The sovereignty of the states was guaranteed by the Articles of Confederation. This meant Congress lacked the authority to impose taxes on the states to collect revenue, which was badly needed at the time to pay off debts incurred during the Revolutionary War. As a result, the Continental Congress had to take out loans and print money, which led to hyperinflation and reliance on foreign loans, to pay off war debts. The U.S. struggled to pay its debts after the war and defaulted on French loans in 1785 and 1787. The Constitution, ratified in 1788, gave the federal government the authority to levy taxes on the states. With the help of James Swan, an American banker who took on the French debts and later resold them on domestic U.S. markets, the U.S. government was able to free itself from all foreign debts.

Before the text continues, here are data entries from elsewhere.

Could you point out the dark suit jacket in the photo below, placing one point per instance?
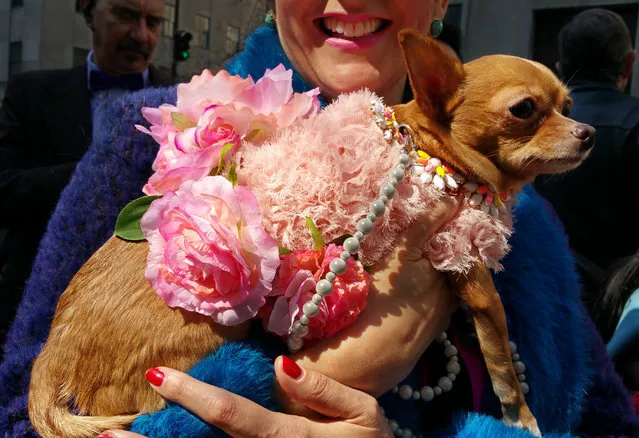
(45, 129)
(599, 201)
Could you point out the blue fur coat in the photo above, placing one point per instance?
(574, 390)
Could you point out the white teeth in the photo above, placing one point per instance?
(352, 30)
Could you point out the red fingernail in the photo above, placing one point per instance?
(291, 368)
(155, 376)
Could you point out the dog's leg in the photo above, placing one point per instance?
(478, 292)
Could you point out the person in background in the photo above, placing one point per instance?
(46, 127)
(616, 315)
(597, 202)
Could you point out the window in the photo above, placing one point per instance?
(202, 31)
(169, 20)
(15, 58)
(80, 55)
(232, 40)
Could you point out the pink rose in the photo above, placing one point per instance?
(213, 111)
(295, 285)
(208, 251)
(193, 154)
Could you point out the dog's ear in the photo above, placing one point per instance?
(434, 75)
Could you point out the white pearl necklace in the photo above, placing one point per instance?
(406, 392)
(445, 383)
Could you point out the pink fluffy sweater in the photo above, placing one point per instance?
(330, 167)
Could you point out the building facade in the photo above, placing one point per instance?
(52, 34)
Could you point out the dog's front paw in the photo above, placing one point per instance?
(522, 418)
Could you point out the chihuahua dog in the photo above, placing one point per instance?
(499, 119)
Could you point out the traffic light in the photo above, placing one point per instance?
(181, 45)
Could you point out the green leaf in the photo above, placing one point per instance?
(227, 147)
(182, 121)
(127, 226)
(232, 176)
(315, 233)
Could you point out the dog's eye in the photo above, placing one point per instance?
(524, 109)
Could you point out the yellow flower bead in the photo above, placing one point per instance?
(422, 154)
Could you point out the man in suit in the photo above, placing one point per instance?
(46, 125)
(598, 202)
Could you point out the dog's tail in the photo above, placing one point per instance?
(50, 414)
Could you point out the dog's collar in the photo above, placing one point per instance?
(432, 171)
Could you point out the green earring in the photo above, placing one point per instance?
(436, 27)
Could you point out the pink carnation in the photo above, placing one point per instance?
(208, 250)
(298, 274)
(214, 111)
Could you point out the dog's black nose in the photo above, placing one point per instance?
(586, 134)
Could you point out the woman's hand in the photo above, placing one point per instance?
(350, 412)
(409, 305)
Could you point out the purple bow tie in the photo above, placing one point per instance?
(100, 81)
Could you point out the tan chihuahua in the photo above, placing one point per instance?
(500, 119)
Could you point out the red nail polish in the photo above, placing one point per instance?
(155, 376)
(291, 368)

Along with taxation powers, the states were given the power to control tariffs on interstate trade. This meant that Massachusetts could impose tariffs on goods imported from neighboring Rhode Island. This only discouraged trade between states and increased disunity in the newly independent country. Foreign powers like Great Britain, who the U.S. had just defeated to gain independence, reaped the benefits of different trade policies of different states. When Massachusetts and New Hampshire closed their ports off to British goods, Connecticut opened up their ports and benefited from cheap British goods. No national trade policy created conflict between states and foreign powers reaped the benefits.
No common currency was established by the Articles of Confederation. In 1775, before the Articles of Confederation was created and ratified, the Continental Congress issued paper money called Continentals. Congress had printed too many Continentals during the war and the states were printing their own currencies, making Continentals worthless. Various state currencies had different values, making trade between states all the more difficult. Benjamin Franklin had printed money for the colonies and was aware of the negative effects of competing currencies on commerce between the colonies. He advocated for a common currency to be established for this reason and was granted his wish. Article I, section 8 of the Constitution gave Congress the authority to coin money. Congress passed the Coinage Act in 1792, which established the U.S. dollar as the standard currency of the United States.
The United States teetered on the edge after fighting and gaining their independence. The country owed debt to several foreign powers including France, Netherlands, and Spain. Immediately after the war, it wasn’t clear if they would become a unified country or a loose confederation. The Articles of Confederation was a strong vote for the latter and resulted in the states continuing to have the power to dictate their own trade policies that ended up hurting domestic trade, while being a boon for foreign powers like Great Britain.